Regardless of what the other answerers say, string is not exceptional in this way. All objects behave this way.
Where string differs from many objects is that it is immutable: there aren't any methods or properties or fields on string that you can call to actually change the string. Once a string is created in .NET, it is read-only.
When you do something like this:
var s = "hello";
s += " world";
... the compiler turns this into something like this:
// this is compiled into the assembly, and doesn't need to be set at runtime.
const string S1 = "hello";
const string S2 = " world"; // likewise
string s = S1;
s = new StringBuilder().Append(s).Append(S2).ToString();
This last line generates a new string, but S1 and S2 are still hanging around.
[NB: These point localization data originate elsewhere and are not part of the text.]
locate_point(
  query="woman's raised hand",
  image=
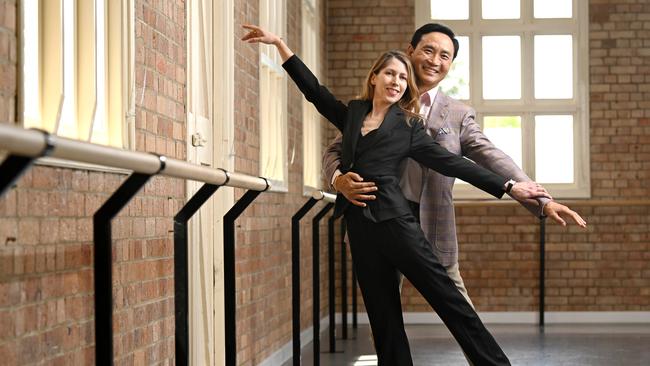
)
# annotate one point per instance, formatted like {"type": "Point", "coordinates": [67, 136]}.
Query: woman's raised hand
{"type": "Point", "coordinates": [258, 35]}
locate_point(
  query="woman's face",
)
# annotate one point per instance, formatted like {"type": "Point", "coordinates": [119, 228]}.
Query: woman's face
{"type": "Point", "coordinates": [390, 82]}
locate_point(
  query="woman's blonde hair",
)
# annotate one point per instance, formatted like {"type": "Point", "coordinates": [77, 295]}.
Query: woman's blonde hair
{"type": "Point", "coordinates": [410, 101]}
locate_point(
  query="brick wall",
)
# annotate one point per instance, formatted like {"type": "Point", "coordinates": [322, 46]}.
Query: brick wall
{"type": "Point", "coordinates": [603, 268]}
{"type": "Point", "coordinates": [46, 289]}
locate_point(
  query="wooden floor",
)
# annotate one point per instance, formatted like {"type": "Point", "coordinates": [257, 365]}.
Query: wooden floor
{"type": "Point", "coordinates": [558, 345]}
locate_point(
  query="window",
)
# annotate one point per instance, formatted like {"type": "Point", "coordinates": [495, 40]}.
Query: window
{"type": "Point", "coordinates": [311, 140]}
{"type": "Point", "coordinates": [523, 66]}
{"type": "Point", "coordinates": [273, 99]}
{"type": "Point", "coordinates": [76, 68]}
If they are constant strings built into the assembly, they'll stay there. If they were created dynamically and have no more references to them, the garbage collector can de-reference them to free up memory. But the key is to realize that S1 never actually changed. The variable pointing to it just changed to point to a different string.
Everything is passed by value unless you specify otherwise. When you're passing a String, you're actually passing a reference by value.
For Strings, this doesn't make much difference, as Strings are immutable. Meaning you never get to modify the string you receive. For other classes, though, you can modify an object passed by value (unless, like String, it is immutable). What you can't do, and what passing by reference allows you to do, is modify the variable you're passing.
Example:
Public Class Example
Private Shared Sub ExampleByValue(ByVal arg as String)
arg = "ByVal args can be modifiable, but can't be replaced."
End Sub
Private Shared Sub ExampleByRef(ByRef arg as String)
arg = "ByRef args can be set to a whole other object, if you want."
End Sub
Public Shared Sub Main()
Dim s as String = ""
ExampleByValue(s)
Console.WriteLine(s) ''// This will print an empty line
ExampleByRef(s)
Console.WriteLine(s) ''// This will print our lesson for today
End Sub
End Class
Now, this should be used very sparingly, because by-value is the default and expected. Particularly in VB, which doesn't always make it clear when you're passing by reference, it can cause a lot of problems when some method starts unexpectedly mucking around with your variables.
All types, including reference types are passed by value by default, as in your example, which means that a copy of the reference is passed. So, so no matter what, re-assigning an object like that would have no effect when you pass it by value. You're just changing what the copy of the reference points to. You must explicitly pass by reference to achieve what you're trying to do.
It's only when you modify an object that's passed by value can the effect be seen outside of the method. Of course strings are immutable, so this doesn't really apply here.
You are passing a copy not the actual reference.
read this article from microsoft
http://msdn.microsoft.com/en-us/library/s6938f28.aspx
When you pass the string to the method, a copy of the reference is taken. Thus, Value is a whole new variable that just happens to still refer to the same string in memory.
The "test" string literal is also created as a real reference type object. It's not just a value in your source code.
When you assign "test" to Value, the reference for your Value variable is updated to refer to "test" instead of the original string. Since this reference is just a copy (as we saw in step 1), the myTestValue variable outside of the function remains unchanged and still refers to the original string.
You can get a better understanding of this by testing on a type with a property you can update. If you make a change to just the property, that change is visible outside the function. If you try to replace the entire object (as you are doing with this string), that is not visible outside the function.